- Steinbachek in 1985

Background information
- Born: 6 May 1960 London, England
- Died: 7 December 2016 (aged 56)
- Occupations: Singer; songwriter; director; composer;
- Instruments: Keyboards; synthesizers; piano; percussion; vocals;
- Formerly of: Bronski Beat

= Larry Steinbachek =

English singer-songwriter (1960–2016)

Larry Steinbachek (6 May 1960 – 7 December 2016) was an English-singer songwriter, director and composer best known for his time as part of Bronski Beat with Jimmy Somerville and Steve Bronski.

==Early life==
Steinbachek was born in London on 6 May 1960. He worked as an electrician and was studying to be a musician prior to forming Bronski Beat with Jimmy Somerville and Steve Bronski.

==Career==
Steinbachek joined Bronski Beat in 1983 and was one of the songwriters for most of the band's songs such as "Smalltown Boy", "Why?" and "Hit That Perfect Beat". He and the band also collaborated with Marc Almond on a medley cover of both "I Feel Love" and "Johnny, Remember Me". Somerville left the band in 1985 to form The Communards with Richard Coles who also worked with Bronski Beat. Steinbachek and Bronski were then joined by both John Foster (who sang on "Hit That Perfect Beat") and Jonathan Hellyer (who sang on "I Love Nightlife"). In 1995, Steinbachek left the band and was replaced by Ian Donaldson.

After leaving Bronski Beat, Steinbachek moved to Amsterdam and then back to England.

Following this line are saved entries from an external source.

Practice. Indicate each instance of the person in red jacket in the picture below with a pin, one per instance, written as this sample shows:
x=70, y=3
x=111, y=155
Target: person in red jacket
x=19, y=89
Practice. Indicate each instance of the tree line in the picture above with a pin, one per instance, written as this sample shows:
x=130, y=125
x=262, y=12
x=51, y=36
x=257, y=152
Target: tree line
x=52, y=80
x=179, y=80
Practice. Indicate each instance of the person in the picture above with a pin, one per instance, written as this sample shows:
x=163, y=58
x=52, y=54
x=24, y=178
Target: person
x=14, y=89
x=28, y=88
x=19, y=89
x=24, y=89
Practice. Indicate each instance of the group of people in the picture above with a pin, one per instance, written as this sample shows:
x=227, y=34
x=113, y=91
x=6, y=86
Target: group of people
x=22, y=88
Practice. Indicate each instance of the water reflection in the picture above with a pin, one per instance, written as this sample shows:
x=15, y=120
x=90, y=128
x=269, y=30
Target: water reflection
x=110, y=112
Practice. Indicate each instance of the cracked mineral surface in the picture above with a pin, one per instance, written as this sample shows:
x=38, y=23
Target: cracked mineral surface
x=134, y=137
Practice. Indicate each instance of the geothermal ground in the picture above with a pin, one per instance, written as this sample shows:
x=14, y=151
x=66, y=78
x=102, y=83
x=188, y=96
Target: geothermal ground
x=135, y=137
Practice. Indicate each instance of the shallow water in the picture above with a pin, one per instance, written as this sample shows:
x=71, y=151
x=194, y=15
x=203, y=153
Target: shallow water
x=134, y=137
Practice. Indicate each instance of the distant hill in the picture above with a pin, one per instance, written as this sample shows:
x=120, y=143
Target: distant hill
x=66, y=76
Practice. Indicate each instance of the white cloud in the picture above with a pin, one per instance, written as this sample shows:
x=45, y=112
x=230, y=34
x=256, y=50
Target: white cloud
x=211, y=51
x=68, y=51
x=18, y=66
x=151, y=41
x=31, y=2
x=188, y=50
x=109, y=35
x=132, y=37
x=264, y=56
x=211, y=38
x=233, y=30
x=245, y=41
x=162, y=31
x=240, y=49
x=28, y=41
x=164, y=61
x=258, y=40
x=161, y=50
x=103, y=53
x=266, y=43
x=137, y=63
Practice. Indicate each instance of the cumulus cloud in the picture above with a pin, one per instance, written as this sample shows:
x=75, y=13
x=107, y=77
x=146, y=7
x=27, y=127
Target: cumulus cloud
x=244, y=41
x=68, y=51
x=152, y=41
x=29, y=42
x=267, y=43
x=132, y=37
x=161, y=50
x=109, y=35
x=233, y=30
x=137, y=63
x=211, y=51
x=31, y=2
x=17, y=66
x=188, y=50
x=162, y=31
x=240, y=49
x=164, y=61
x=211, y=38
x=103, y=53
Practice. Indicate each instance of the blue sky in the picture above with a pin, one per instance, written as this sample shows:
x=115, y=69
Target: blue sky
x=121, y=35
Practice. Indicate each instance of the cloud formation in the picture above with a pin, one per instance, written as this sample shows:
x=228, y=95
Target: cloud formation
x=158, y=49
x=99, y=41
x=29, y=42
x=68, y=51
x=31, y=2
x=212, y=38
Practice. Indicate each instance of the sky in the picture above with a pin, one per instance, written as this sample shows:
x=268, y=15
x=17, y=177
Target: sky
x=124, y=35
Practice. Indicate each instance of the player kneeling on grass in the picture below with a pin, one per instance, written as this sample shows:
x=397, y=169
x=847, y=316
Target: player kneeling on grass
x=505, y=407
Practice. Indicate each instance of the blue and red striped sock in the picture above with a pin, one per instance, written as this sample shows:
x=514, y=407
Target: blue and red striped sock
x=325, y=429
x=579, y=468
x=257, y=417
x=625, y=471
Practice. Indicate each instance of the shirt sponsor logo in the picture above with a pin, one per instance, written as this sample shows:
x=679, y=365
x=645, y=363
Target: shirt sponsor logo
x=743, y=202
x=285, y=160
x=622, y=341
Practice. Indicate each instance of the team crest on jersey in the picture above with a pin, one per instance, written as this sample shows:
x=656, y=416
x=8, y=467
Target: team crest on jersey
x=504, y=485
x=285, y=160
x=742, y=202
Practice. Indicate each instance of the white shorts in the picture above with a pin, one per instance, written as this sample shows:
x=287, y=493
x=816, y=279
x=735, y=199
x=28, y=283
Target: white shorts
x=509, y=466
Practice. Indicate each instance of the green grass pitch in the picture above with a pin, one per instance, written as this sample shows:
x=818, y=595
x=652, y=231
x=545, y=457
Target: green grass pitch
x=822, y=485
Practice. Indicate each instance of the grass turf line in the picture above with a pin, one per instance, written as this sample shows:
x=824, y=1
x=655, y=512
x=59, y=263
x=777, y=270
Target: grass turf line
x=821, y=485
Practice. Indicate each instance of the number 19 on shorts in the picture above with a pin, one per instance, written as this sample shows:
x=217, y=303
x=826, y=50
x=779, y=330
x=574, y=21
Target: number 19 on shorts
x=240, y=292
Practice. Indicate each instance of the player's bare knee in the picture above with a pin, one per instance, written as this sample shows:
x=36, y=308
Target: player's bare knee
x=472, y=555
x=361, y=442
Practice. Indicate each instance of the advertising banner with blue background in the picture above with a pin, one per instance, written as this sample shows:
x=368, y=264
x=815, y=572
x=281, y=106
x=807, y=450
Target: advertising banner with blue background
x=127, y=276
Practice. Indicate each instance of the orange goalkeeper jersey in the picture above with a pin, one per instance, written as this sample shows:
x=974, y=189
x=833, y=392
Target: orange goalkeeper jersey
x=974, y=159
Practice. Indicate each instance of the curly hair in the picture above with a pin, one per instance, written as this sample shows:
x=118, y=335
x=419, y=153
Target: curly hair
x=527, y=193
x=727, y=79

He worked as a composer and theatre director until his death. He was involved in the 2015 movie, Chappie where he was one of the composers of the soundtrack. He co-wrote "Beat Boy" with former-Bronski Beat member Steve Bronski and it was sung by the alternative hip hop group, Die Antwoord. He also became the musical director for Michael Laub's theatre company, Remote Control Productions, in 1995 following his departure from Bronski Beat.

==Personal life and death==
Steinbachek had a sister. He was openly gay. He died in 2016 after a short battle with cancer at the age of 56.